Glass Color Mixing Calculator
Calculate color mixing ratios for glass frits, rods, and powders to achieve target colors in hot glass work.
Glass color mixing follows subtractive color theory similar to paint mixing, but with important differences caused by the chemistry of metal oxides at high temperatures.

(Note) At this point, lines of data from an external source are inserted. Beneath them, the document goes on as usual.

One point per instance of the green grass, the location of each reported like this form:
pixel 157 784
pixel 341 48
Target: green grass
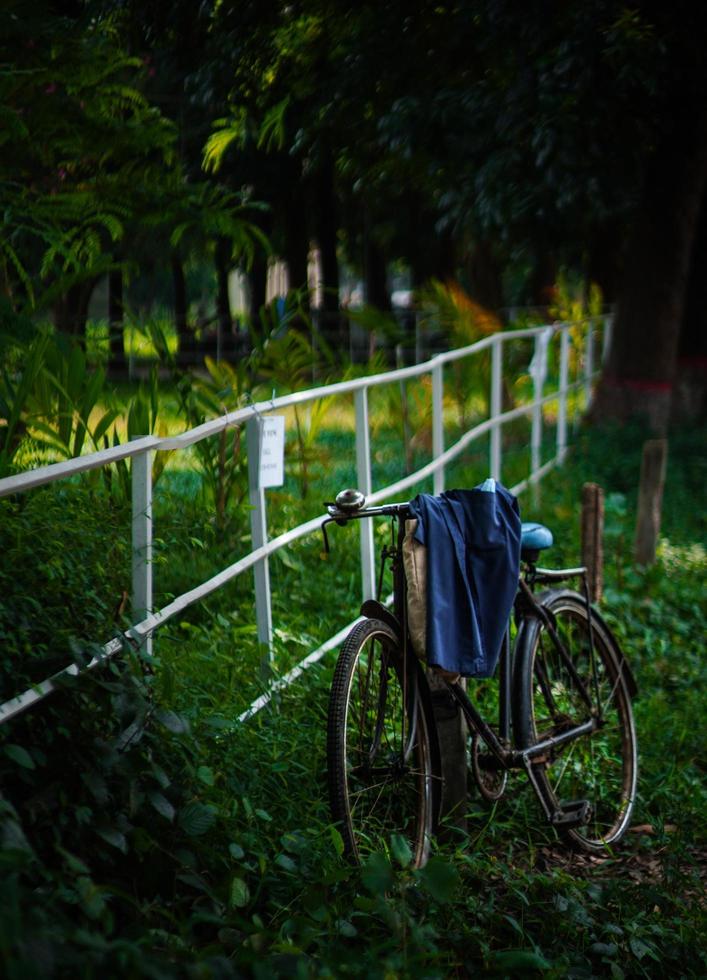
pixel 223 862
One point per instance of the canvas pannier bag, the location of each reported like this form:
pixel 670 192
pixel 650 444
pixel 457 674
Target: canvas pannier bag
pixel 415 566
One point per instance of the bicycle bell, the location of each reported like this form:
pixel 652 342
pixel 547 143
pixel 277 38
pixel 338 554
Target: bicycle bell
pixel 350 500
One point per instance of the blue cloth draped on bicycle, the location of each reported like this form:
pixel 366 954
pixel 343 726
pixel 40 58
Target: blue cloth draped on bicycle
pixel 473 559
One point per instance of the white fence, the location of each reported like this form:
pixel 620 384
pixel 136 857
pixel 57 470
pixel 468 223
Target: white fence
pixel 566 335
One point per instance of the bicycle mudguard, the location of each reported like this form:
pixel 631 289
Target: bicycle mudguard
pixel 373 609
pixel 621 660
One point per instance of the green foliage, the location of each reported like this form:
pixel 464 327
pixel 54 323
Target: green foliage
pixel 145 830
pixel 78 136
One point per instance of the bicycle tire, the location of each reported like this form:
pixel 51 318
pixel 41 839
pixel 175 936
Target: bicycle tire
pixel 601 767
pixel 380 756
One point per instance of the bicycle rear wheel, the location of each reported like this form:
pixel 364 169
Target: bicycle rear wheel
pixel 561 684
pixel 379 749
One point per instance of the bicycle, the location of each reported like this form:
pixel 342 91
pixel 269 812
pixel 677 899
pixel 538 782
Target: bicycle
pixel 564 710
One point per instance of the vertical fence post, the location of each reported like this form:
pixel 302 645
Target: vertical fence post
pixel 438 423
pixel 142 540
pixel 536 433
pixel 363 476
pixel 592 538
pixel 562 403
pixel 496 404
pixel 650 499
pixel 259 537
pixel 606 338
pixel 588 364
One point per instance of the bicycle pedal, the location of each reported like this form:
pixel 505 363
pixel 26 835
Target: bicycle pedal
pixel 572 814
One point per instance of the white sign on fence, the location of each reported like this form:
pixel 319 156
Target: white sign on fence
pixel 272 452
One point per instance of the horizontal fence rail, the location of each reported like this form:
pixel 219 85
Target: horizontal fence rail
pixel 140 452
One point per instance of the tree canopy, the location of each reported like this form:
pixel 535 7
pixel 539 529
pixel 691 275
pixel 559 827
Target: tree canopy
pixel 490 142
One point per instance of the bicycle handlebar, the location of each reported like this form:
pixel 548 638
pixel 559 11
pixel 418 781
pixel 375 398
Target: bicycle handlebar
pixel 341 516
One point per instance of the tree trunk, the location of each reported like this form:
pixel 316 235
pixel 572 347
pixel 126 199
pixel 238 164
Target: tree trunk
pixel 326 233
pixel 116 322
pixel 690 387
pixel 257 283
pixel 71 310
pixel 642 360
pixel 223 302
pixel 179 285
pixel 376 274
pixel 485 276
pixel 297 243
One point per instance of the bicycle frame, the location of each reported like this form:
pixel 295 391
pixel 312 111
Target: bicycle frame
pixel 525 605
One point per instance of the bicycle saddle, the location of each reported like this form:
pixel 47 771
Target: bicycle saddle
pixel 534 538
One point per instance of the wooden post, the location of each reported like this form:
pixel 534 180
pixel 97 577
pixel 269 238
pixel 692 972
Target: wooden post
pixel 650 499
pixel 592 538
pixel 451 731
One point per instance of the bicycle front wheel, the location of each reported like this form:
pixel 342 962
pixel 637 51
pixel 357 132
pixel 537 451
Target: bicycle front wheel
pixel 379 750
pixel 563 682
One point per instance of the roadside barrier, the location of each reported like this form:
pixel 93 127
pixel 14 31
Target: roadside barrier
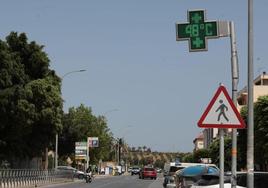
pixel 32 178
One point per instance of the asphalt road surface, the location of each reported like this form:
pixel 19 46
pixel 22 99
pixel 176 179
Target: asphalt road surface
pixel 113 182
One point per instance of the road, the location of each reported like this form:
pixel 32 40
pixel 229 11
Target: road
pixel 114 182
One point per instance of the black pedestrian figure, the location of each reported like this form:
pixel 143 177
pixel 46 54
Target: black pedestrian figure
pixel 222 109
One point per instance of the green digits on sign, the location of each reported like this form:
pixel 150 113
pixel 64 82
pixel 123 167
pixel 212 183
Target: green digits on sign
pixel 188 30
pixel 208 29
pixel 192 30
pixel 195 30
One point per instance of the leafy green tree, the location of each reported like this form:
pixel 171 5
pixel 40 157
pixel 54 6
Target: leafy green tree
pixel 79 124
pixel 260 135
pixel 30 99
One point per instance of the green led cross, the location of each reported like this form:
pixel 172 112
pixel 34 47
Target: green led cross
pixel 197 30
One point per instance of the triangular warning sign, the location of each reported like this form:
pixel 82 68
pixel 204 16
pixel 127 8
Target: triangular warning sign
pixel 221 112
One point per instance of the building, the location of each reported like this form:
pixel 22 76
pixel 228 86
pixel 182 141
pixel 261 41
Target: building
pixel 260 88
pixel 199 142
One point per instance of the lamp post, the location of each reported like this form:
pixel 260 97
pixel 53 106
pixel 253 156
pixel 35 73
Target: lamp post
pixel 57 136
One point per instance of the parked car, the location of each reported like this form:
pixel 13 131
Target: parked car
pixel 158 170
pixel 129 169
pixel 171 182
pixel 260 181
pixel 135 170
pixel 68 169
pixel 190 175
pixel 167 180
pixel 148 172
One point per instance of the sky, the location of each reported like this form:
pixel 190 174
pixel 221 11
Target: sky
pixel 151 89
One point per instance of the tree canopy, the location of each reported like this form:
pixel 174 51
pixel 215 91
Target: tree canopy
pixel 260 135
pixel 30 98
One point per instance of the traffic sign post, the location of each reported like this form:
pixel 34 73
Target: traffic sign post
pixel 197 30
pixel 221 112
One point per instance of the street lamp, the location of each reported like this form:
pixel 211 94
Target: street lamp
pixel 57 136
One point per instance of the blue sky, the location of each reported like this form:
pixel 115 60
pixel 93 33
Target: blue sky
pixel 134 63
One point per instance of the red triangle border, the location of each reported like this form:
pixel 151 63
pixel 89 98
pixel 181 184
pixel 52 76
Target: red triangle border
pixel 235 126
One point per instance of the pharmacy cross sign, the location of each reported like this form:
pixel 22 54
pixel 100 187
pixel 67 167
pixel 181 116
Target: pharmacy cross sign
pixel 197 30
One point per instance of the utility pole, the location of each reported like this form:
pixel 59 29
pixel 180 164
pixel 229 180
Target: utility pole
pixel 250 130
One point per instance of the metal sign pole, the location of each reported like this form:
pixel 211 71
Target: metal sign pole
pixel 235 77
pixel 250 138
pixel 221 158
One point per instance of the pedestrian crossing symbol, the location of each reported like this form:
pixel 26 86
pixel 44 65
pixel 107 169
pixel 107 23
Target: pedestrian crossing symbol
pixel 221 112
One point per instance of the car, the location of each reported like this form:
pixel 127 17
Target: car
pixel 148 172
pixel 135 171
pixel 207 181
pixel 190 175
pixel 169 182
pixel 158 170
pixel 129 169
pixel 68 169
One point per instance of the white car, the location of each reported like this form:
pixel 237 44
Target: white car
pixel 171 185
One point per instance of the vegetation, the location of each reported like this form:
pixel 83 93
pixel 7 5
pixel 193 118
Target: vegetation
pixel 30 99
pixel 260 136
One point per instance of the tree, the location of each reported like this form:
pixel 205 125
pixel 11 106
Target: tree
pixel 30 99
pixel 79 124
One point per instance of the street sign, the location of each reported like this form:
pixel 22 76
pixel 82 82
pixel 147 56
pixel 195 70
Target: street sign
pixel 197 30
pixel 93 142
pixel 221 112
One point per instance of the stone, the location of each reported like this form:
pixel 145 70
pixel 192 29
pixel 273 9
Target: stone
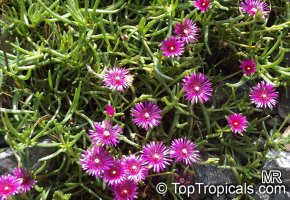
pixel 211 174
pixel 8 160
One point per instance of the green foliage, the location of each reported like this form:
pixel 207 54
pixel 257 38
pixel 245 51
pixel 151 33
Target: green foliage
pixel 53 53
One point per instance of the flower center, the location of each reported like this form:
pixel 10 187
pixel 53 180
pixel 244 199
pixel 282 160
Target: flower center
pixel 184 151
pixel 264 96
pixel 146 115
pixel 124 192
pixel 134 167
pixel 6 188
pixel 254 10
pixel 156 157
pixel 196 88
pixel 106 133
pixel 97 161
pixel 21 180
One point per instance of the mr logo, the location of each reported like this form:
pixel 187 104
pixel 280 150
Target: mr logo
pixel 272 176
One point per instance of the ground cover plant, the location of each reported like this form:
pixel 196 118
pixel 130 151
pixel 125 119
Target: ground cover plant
pixel 133 93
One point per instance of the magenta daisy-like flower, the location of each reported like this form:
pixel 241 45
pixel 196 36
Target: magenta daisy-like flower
pixel 183 150
pixel 96 160
pixel 105 133
pixel 115 174
pixel 238 122
pixel 117 78
pixel 134 168
pixel 187 31
pixel 197 87
pixel 202 5
pixel 126 190
pixel 156 155
pixel 146 114
pixel 9 186
pixel 264 95
pixel 24 178
pixel 110 110
pixel 248 66
pixel 172 47
pixel 252 7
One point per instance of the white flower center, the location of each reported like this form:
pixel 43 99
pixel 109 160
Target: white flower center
pixel 21 180
pixel 197 88
pixel 106 133
pixel 147 115
pixel 184 151
pixel 134 167
pixel 254 10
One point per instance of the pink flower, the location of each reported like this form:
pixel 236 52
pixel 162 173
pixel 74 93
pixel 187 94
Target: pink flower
pixel 252 7
pixel 186 31
pixel 9 186
pixel 135 169
pixel 126 190
pixel 24 178
pixel 146 114
pixel 115 174
pixel 172 47
pixel 237 122
pixel 184 150
pixel 105 133
pixel 202 5
pixel 197 87
pixel 248 66
pixel 264 95
pixel 117 79
pixel 110 110
pixel 156 155
pixel 95 160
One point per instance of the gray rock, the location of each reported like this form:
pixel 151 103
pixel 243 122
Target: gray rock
pixel 212 175
pixel 8 160
pixel 279 161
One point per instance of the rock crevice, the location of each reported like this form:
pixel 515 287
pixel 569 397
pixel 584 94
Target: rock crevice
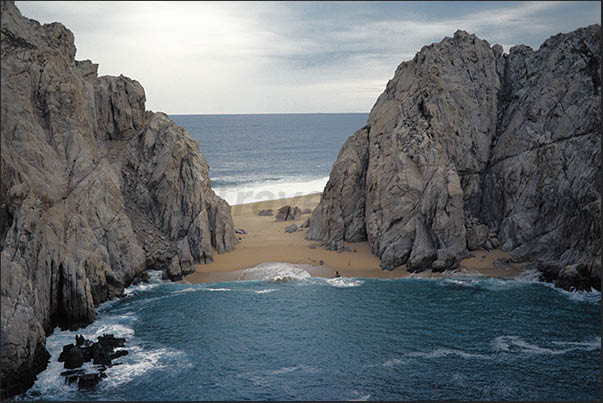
pixel 94 190
pixel 467 145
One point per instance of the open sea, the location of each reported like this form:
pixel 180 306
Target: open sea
pixel 463 338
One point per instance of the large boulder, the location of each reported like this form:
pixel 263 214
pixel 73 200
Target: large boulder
pixel 94 190
pixel 469 147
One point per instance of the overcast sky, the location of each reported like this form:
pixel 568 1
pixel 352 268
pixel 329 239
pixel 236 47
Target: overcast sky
pixel 279 57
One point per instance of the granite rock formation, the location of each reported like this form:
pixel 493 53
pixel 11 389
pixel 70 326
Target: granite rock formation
pixel 94 190
pixel 469 147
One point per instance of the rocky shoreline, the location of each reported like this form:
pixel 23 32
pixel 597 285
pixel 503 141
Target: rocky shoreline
pixel 101 353
pixel 467 149
pixel 470 148
pixel 95 190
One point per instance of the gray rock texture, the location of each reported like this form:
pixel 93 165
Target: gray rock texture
pixel 94 190
pixel 469 147
pixel 288 213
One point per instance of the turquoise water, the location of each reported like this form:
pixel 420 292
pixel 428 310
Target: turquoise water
pixel 345 339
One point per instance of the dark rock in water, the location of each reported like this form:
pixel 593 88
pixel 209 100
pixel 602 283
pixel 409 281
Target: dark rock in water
pixel 101 357
pixel 576 277
pixel 281 279
pixel 66 349
pixel 79 340
pixel 465 142
pixel 72 134
pixel 100 353
pixel 87 381
pixel 112 341
pixel 141 278
pixel 287 213
pixel 74 358
pixel 502 264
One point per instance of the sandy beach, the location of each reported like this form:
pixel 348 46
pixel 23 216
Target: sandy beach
pixel 266 241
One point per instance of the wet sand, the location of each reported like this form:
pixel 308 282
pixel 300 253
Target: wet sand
pixel 266 241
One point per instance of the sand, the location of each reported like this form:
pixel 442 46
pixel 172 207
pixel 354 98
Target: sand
pixel 266 241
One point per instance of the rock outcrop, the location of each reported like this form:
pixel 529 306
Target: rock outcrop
pixel 469 147
pixel 94 190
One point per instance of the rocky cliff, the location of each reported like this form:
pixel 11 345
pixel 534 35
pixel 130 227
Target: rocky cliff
pixel 94 190
pixel 467 141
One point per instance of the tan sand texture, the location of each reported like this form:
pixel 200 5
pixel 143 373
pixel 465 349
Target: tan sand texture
pixel 266 241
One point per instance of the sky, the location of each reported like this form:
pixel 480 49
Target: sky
pixel 285 57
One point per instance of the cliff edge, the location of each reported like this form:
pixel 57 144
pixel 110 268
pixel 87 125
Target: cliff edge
pixel 467 145
pixel 94 190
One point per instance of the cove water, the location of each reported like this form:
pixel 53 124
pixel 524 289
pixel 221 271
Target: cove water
pixel 343 339
pixel 271 156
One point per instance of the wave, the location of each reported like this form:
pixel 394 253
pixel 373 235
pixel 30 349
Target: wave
pixel 343 282
pixel 515 344
pixel 302 367
pixel 270 190
pixel 275 272
pixel 265 291
pixel 593 296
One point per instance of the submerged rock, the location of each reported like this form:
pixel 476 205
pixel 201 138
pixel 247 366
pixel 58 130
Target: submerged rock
pixel 101 353
pixel 94 190
pixel 468 142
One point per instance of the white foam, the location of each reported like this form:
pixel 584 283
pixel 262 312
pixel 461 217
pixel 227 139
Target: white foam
pixel 529 276
pixel 185 290
pixel 138 363
pixel 344 282
pixel 270 190
pixel 443 352
pixel 275 272
pixel 265 291
pixel 394 362
pixel 515 344
pixel 592 296
pixel 301 367
pixel 582 345
pixel 361 398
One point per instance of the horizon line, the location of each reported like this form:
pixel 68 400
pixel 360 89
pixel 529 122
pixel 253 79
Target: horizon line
pixel 268 113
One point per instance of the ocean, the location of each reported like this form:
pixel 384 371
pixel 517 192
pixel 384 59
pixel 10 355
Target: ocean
pixel 344 339
pixel 271 156
pixel 464 338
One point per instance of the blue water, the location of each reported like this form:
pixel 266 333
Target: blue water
pixel 345 339
pixel 337 339
pixel 270 153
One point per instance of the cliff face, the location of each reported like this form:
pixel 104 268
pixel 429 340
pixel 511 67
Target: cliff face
pixel 467 141
pixel 94 190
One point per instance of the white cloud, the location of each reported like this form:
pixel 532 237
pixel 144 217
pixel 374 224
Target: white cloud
pixel 232 57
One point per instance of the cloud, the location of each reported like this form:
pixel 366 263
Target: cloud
pixel 238 57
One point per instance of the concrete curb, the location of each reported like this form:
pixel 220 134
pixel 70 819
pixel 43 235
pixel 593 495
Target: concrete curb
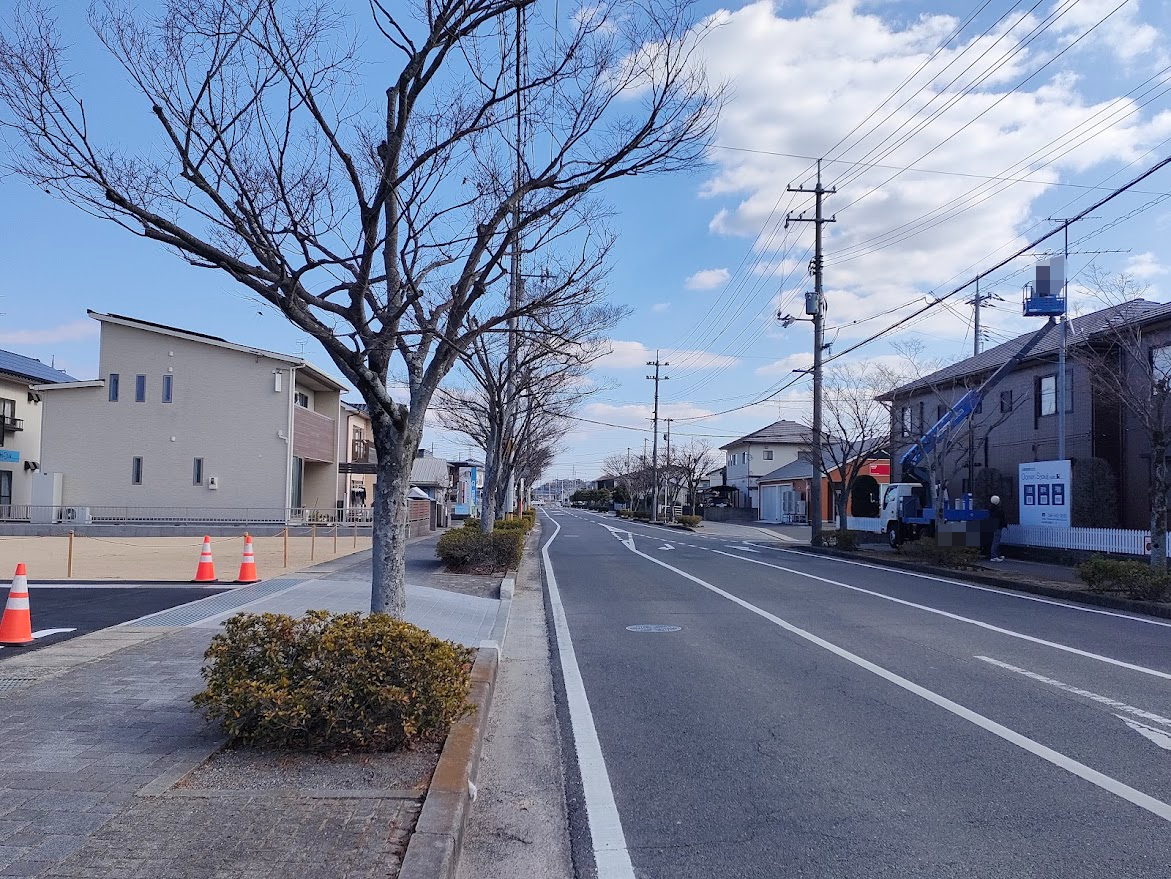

Glass colors come from metal oxide colorants dissolved in the glass matrix, and the final color depends on the type of oxide, its concentration, and whether the atmosphere is oxidizing or reducing.
Primary Glass Colorants
| Metal Oxide | Color (Oxidation) | Color (Reduction) | Typical % by Weight |
|---|---|---|---|
| Cobalt oxide (CoO) | Deep blue | Deep blue | 0.1–0.5% |
| Copper oxide (CuO) | Turquoise/green | Red (copper ruby) | 1–3% |
| Iron oxide (Fe₂O₃) | Amber/brown | Green/blue-green | 1–5% |
| Manganese dioxide (MnO₂) | Purple/amethyst | Colorless | 1–5% |
| Chromium oxide (Cr₂O₃) | Green | Green | 0.1–1% |
| Gold chloride (AuCl₃) | Ruby/cranberry | Ruby/cranberry | 0.01–0.05% |
| Tin oxide (SnO₂) | White (opacifier) | White | 3–8% |
| Cadmium sulfide (CdS) | Yellow | Yellow | 1–5% |
| Selenium (Se) | Red/orange | Red/orange | 0.1–1% |
Color Mixing Formula (by weight)
When mixing two colored frits A and B:
Final Color Weight = Weight_A + Weight_B Ratio A = Weight_A / (Weight_A + Weight_B) × 100% Ratio B = Weight_B / (Weight_A + Weight_B) × 100%
For three-color mixes: Ratio A = Weight_A / (Weight_A + Weight_B + Weight_C) × 100%
Opacity Adjustment
Transparent glass can be made opaque by adding an opacifier (tin oxide or bone ash):
- Light opal: 3–4% tin oxide
- Full opaque: 6–8% tin oxide
- The opacifier weight is ADDED to the batch, not substituted
Common Color Recipes (Soda-Lime, COE 96)
| Target Color | Primary Frit | Secondary Frit | Ratio |
|---|---|---|---|
| Teal | Turquoise | Emerald green | 70:30 |
| Lavender | Clear | Purple | 80:20 |
| Coral | Orange | Pink | 60:40 |
| Forest green | Emerald | Black | 85:15 |
| Sky blue | Light blue | Clear | 50:50 |
| Peach | Clear | Orange + Pink | 60:20:20 |
| Olive | Amber | Green | 55:45 |
Worked Example — Making 100g of Teal
Primary: 70g Turquoise frit. Secondary: 30g Emerald Green frit. Mix thoroughly before applying. If the result is too green, increase turquoise. If too blue, increase green.
For an opal teal, add 5g tin oxide (5% of 100g batch) for a total of 105g batch weight.
Important Compatibility Warning
NEVER mix frits with different COE values. A COE 90 frit mixed with COE 96 frit will cause stress fractures. Always verify COE compatibility before mixing. Even within the same COE family, test small samples first — some colorants interact unpredictably (e.g., copper + sulfur produces muddy brown instead of the expected colors).
Striking Colors
Some glass colors (especially reds, oranges, and some yellows) require “striking” — reheating to a specific temperature after initial cooling. Gold ruby glass appears clear or pale pink until struck at 500–550°C, when the colloidal gold particles aggregate and produce the deep ruby color.